“Where are the shrunken heads?”

Any day you get to ask that question is a good day.

When the answer could easily be “Go right at the orangutan’s brain, and they’re just past the leper’s leg,” that’s the best day, because that means you’re at the Mütter Museum of the College of Physicians of Philadelphia.

The Mütter (pronounced MOO-ter) is a world-renowned medical museum and a wonderland for anyone curious about the human body — especially what happens when we are visited by illness, injury or conditions that cause our morphology to deviate from the norm.

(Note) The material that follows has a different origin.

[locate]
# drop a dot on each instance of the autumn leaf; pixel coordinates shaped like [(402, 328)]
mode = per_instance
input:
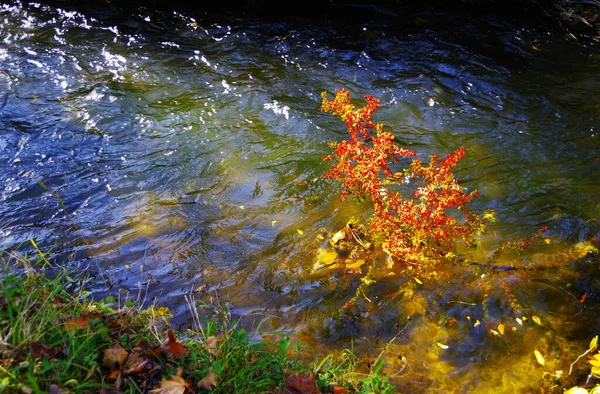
[(173, 350), (80, 323), (175, 385), (39, 350), (302, 384), (209, 381), (501, 328), (114, 357), (539, 358), (211, 344)]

On a chilly, overcast Labor Day weekend, the warm wood interior and soft lights of the museum are comforting in the way old academic buildings so often are. This is true even though the first thing in one’s eye line are 139 human skulls, in long, neat rows. It’s the Costco of the Damned.

This is the collection of anatomist Josef Hyrtl, meant to show the diversity of Caucasian craniums in Europe and debunk the theory of phrenology, which held that skull shape signaled intelligence and “racial differences caused anatomical differences,” as per the Mütter’s website.

The Mütter’s collection is so fantastic — from the unique specimens such as fetal twins conjoined at the skull, to the slice of Einstein’s brain, to something as average as a human heart — that until you see something like the skull collection, it’s easy to forget that these are teaching tools. The giant megacolon, a human colon about the size of a rolled-up carpet, is a perfect example of why this is so important. It’s the colon of a 29-year-old man who had Hirschsprung’s disease, in which nerves in the colon don’t develop properly and waste doesn’t move along; it just accumulates. The man died in 1892. The condition now is easily treated, relieving one aspect of human suffering via the advance of medicine, which is something physician Thomas Dent Mütter was all about.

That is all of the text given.